Meskipun terjadi pelemahan, Bank Indonesia (BI) tetap optimistis terhadap kinerja rupiah yang dinilai relatif kuat dibandingkan negara lain. Dalam perspektif yang lebih luas, apakah optimisme ini beralasan?

Mengukur optimisme BI

Optimisme BI didasarkan pada perbandingan depresiasi rupiah dengan mata uang negara lain.

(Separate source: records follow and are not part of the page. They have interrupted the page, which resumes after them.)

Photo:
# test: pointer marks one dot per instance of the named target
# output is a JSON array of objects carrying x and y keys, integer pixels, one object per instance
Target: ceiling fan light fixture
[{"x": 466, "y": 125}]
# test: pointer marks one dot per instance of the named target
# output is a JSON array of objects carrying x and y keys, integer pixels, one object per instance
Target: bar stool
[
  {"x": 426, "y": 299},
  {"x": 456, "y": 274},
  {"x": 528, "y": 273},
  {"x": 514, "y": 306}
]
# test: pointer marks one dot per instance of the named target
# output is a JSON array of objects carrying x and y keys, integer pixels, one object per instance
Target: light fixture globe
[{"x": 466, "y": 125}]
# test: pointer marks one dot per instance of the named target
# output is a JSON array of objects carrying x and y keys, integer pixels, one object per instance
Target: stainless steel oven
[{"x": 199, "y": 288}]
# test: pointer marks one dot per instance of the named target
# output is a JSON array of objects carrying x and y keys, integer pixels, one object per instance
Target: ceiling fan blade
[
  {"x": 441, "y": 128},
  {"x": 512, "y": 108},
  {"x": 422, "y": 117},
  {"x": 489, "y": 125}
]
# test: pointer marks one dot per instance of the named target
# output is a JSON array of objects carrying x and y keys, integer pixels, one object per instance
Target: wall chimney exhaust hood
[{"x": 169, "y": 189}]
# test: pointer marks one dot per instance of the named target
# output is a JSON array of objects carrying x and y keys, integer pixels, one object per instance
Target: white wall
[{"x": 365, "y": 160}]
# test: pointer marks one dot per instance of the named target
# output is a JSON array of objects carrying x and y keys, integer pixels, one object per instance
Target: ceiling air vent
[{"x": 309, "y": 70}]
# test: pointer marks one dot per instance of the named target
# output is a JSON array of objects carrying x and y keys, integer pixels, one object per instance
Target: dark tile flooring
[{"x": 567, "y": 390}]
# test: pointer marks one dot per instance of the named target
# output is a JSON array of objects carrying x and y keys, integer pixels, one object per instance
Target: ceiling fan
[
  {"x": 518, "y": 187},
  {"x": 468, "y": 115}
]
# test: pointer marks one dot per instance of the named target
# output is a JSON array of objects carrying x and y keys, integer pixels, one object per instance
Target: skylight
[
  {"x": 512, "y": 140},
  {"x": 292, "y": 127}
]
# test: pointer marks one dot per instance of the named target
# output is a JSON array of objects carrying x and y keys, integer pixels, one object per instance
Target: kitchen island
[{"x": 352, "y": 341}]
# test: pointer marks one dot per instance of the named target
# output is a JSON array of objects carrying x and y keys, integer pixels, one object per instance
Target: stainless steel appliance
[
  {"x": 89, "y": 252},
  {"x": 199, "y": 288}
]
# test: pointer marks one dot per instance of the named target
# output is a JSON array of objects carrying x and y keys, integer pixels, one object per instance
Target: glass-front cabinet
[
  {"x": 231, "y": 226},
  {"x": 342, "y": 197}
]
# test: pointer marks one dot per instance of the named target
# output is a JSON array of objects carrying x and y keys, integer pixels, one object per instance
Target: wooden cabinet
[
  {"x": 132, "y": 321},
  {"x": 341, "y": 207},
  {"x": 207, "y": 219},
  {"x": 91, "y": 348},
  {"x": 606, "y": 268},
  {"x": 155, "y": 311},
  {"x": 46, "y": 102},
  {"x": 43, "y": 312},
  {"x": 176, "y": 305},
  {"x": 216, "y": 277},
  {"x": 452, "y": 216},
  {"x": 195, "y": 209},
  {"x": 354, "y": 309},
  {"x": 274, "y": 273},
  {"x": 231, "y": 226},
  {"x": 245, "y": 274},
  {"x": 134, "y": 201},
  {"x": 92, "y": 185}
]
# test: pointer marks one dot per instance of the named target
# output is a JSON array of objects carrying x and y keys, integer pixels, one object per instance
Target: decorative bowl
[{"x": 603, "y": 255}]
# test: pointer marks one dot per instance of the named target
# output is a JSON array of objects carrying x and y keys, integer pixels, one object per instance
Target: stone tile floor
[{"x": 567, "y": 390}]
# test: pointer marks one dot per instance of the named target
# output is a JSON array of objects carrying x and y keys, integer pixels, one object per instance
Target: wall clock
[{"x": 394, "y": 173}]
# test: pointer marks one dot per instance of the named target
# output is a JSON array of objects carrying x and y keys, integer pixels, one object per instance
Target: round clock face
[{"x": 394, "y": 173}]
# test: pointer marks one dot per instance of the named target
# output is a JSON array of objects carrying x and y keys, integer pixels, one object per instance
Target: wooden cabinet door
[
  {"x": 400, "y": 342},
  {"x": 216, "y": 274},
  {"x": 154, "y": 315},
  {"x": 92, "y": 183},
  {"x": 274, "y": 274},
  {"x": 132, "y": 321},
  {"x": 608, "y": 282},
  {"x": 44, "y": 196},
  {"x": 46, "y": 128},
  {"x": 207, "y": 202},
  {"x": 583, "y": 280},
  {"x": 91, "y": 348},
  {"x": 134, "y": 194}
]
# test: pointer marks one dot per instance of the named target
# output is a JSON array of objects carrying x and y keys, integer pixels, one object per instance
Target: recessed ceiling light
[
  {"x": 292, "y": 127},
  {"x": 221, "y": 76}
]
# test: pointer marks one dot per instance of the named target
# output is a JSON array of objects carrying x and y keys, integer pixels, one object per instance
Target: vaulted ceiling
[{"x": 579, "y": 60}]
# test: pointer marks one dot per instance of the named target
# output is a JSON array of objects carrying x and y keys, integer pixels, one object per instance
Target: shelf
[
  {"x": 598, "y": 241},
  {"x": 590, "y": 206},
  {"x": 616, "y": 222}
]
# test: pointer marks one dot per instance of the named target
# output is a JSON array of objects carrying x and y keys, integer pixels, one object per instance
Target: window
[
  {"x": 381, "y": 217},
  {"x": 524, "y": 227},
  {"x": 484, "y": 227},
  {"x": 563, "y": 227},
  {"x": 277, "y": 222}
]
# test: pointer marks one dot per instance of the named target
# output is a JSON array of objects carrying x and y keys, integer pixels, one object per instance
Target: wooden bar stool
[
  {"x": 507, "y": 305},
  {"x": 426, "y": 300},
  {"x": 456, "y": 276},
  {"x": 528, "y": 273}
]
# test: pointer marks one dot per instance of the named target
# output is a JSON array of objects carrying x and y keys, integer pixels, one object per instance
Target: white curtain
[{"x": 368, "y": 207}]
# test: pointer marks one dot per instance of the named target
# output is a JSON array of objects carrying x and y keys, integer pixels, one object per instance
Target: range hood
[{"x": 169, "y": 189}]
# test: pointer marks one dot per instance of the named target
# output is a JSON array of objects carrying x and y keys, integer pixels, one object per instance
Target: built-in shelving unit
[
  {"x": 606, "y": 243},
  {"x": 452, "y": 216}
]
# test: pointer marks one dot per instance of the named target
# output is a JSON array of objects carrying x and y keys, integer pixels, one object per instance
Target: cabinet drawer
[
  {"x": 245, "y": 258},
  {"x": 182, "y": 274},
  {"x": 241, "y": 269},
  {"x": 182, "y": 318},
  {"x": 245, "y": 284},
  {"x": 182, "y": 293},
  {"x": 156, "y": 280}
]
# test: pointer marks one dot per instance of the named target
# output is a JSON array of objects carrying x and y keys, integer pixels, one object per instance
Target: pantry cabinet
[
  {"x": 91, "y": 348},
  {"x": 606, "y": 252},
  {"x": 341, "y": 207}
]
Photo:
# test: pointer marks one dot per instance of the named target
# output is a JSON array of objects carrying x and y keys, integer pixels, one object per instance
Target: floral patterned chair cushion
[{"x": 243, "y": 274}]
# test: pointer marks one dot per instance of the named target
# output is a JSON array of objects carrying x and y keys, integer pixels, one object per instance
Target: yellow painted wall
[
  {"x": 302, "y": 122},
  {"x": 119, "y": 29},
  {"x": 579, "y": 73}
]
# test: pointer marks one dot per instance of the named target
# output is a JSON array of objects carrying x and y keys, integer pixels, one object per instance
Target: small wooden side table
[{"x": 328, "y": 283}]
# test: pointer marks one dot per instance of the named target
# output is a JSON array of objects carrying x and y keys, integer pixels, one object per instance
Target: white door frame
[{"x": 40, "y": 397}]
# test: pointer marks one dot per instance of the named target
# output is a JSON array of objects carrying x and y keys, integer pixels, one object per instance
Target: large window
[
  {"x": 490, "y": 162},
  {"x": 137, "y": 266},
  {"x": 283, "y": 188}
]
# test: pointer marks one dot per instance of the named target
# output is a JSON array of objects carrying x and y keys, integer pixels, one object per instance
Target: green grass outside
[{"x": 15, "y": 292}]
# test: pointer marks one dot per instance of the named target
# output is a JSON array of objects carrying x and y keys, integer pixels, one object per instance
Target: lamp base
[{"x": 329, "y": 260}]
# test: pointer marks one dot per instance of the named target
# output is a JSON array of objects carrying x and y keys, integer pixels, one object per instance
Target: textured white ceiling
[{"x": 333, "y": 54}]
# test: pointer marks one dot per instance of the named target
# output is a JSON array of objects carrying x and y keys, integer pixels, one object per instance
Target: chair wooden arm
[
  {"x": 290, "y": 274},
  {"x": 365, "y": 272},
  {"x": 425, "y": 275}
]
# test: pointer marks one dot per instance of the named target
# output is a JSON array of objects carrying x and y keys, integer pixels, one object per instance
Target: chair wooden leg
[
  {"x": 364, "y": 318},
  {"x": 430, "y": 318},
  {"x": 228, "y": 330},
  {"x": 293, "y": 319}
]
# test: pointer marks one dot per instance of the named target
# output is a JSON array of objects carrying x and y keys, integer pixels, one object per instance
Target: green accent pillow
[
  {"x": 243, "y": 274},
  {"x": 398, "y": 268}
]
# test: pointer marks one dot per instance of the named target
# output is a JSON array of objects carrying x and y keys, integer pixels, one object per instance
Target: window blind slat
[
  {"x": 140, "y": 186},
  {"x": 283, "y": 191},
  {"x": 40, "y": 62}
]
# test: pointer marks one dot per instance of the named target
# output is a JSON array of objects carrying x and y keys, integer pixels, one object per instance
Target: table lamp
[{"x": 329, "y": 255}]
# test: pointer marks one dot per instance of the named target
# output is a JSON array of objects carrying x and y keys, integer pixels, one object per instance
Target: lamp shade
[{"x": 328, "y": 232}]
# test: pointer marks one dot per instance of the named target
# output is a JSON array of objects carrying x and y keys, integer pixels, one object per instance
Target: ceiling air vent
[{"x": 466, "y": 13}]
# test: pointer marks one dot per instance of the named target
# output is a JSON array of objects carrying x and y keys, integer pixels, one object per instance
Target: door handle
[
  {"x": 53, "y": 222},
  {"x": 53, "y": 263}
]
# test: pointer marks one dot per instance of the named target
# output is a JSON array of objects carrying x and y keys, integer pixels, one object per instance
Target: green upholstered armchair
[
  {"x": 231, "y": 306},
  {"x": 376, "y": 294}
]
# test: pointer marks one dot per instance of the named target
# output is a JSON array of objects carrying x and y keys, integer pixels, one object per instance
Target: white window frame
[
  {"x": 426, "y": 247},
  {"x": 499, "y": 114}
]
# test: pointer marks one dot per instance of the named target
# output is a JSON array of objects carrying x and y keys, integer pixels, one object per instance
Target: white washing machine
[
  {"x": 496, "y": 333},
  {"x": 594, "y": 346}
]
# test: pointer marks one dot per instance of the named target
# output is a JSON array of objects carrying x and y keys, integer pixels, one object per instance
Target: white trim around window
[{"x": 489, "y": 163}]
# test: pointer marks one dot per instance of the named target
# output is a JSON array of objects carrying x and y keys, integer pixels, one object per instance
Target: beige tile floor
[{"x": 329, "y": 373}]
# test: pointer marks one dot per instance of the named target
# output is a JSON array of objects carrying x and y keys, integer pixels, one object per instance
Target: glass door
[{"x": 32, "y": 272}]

Memang benar bahwa dalam konteks regional dan global, pelemahan rupiah terlihat lebih moderat.

Namun, argumen ini mungkin kurang relevan bagi masyarakat yang merasakan dampak langsung dari depresiasi mata uang.

Triple intervensi yang dilakukan BI, seperti intervensi di pasar DNDF, pasar spot, dan pasar SBN, memang berhasil menjaga stabilitas sementara.

Namun, efektivitas jangka panjang dari strategi ini masih perlu diuji, terutama jika tekanan eksternal terus meningkat.

Pelemahan rupiah kali ini membawa kita untuk melihat kembali sejarah dan mengambil pelajaran dari krisis mata uang dari tiga generasi mata uang.

Tiga generasi krisis mata uang yang terjadi sejak awal 1980-an, memberikan pelajaran berharga bagi pembuat kebijakan tentang pentingnya menjaga kredibilitas dan stabilitas ekonomi.

Meskipun krisis mata uang generasi pertama di Amerika Latin pada awal 1980-an, generasi kedua di Eropa dan Meksiko pada 1990-an, dan generasi di Asia pada akhir 1990-an memiliki karakteristik unik, mereka semua menunjukkan bahwa kebijakan yang tidak kredibel dapat dengan cepat memicu kepanikan dan pelarian modal yang merusak ekonomi.

Pada setiap generasi krisis, perilaku eksuberan (merujuk pada euforia atau antusiasme berlebihan dari pelaku pasar/investor) sebelum krisis menjadi ciri umum.

Arus masuk modal jangka pendek atau ‘hot money’ yang besar mengalir ke negara-negara yang menjanjikan nilai tukar tetap dan stabil.

Namun, ketika kepercayaan terhadap kemampuan pemerintah untuk mempertahankan nilai tukar tersebut mulai goyah, investor dengan cepat menarik modal mereka, memicu krisis mata uang.

Ini terlihat jelas di Amerika Latin pada awal 1980-an, ketika spekulan meragukan kemampuan pemerintah untuk mempertahankan patokan nilai tukar mereka, dan di Asia pada akhir 1990-an, ketika investor kehilangan kepercayaan pada pasar keuangan yang terlalu berlebihan.

Krisis mata uang generasi pertama

Krisis ini bermula ketika Amerika Serikat di bawah Gubernur Fed Paul Volcker menaikkan suku bunga secara agresif pada akhir 1979, untuk menekan inflasi yang tinggi akibat lonjakan harga minyak dekade tersebut.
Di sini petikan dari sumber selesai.